Maxx Chatsko: Yeah, and it’s important to frame this as you know, parts of the market I covered right. So biotech or clean energy. I think in the last year, those have been two of the more bubbly, maybe not a bubble, but you know, a little more elevated valuations there. So you maybe can’t draw too much comparisons to tech necessarily, right?

We know when biotech elevations are our biotech valuations are elevated there’s no recurring revenue to go on, right? People are just kind of pricing in Oh, that clinical trials gonna be perfect. And that’s never how it really goes in drug development. So when I’m worried about valuations, it’s more because there’s so much uncertainty in drug development. But yeah, I mean, I went, I’m all tapped out with some kind of a way to get more money in my account.
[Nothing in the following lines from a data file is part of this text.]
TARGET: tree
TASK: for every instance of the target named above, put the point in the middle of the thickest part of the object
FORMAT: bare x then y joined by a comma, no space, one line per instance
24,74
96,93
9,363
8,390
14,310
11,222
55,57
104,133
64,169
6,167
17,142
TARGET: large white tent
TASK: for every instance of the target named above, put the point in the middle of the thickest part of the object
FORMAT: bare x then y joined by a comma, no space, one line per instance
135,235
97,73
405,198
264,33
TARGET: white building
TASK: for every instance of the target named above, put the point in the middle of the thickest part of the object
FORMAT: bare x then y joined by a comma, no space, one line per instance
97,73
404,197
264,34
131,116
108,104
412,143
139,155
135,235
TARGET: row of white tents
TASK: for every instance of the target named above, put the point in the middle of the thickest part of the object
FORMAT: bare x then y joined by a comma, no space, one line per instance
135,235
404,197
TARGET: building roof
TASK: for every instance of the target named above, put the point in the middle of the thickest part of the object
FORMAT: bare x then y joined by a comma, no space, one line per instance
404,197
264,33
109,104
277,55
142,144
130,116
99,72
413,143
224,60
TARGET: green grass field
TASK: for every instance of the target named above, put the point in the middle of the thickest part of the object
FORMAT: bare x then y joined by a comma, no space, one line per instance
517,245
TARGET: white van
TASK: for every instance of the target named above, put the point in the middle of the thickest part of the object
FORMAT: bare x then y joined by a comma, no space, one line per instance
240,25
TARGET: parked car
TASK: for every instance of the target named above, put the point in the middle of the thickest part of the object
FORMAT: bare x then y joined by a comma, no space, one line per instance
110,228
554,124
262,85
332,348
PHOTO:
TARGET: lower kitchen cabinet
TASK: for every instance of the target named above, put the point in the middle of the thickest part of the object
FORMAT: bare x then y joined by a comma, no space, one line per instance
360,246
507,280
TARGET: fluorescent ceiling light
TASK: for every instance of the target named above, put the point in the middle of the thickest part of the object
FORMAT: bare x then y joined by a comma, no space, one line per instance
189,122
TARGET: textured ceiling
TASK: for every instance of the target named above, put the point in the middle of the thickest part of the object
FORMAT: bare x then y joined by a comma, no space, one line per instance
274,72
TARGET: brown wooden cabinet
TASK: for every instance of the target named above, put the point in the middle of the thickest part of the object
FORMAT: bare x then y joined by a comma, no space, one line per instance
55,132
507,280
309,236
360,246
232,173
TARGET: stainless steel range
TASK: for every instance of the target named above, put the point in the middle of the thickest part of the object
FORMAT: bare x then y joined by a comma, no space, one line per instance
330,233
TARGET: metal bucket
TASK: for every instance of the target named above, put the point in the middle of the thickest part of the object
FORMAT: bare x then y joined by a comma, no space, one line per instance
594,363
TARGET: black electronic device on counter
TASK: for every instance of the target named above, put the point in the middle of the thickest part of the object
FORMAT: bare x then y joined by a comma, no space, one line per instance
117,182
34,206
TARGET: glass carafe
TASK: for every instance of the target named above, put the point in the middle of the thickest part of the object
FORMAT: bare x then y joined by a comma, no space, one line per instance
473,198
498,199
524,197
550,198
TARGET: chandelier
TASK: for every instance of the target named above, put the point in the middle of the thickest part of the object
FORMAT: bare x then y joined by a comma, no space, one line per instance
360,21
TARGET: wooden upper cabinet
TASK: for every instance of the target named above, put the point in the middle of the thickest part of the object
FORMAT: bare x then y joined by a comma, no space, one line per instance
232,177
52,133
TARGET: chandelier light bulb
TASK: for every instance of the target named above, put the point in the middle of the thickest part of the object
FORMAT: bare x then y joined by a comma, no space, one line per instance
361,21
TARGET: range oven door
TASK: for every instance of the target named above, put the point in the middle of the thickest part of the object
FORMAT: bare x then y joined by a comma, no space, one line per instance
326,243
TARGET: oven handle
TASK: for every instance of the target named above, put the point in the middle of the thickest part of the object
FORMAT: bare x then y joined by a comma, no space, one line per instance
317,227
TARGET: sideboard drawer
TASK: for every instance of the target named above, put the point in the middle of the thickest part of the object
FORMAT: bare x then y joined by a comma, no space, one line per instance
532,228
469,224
But I did go shopping on the last week and yesterday as well. So I definitely use dips like this again, when there’s no change in the thesis. It’s a solid company. Definitely, you know, went out and added some positions.

Dan Kline: Matt Cochrane, can Maxx borrow a few thousand dollars he’s got some stocks he’d like to buy.

Matt Cochrane:  No, I don’t like Maxx’s stock. So definitely not. I’m just kidding.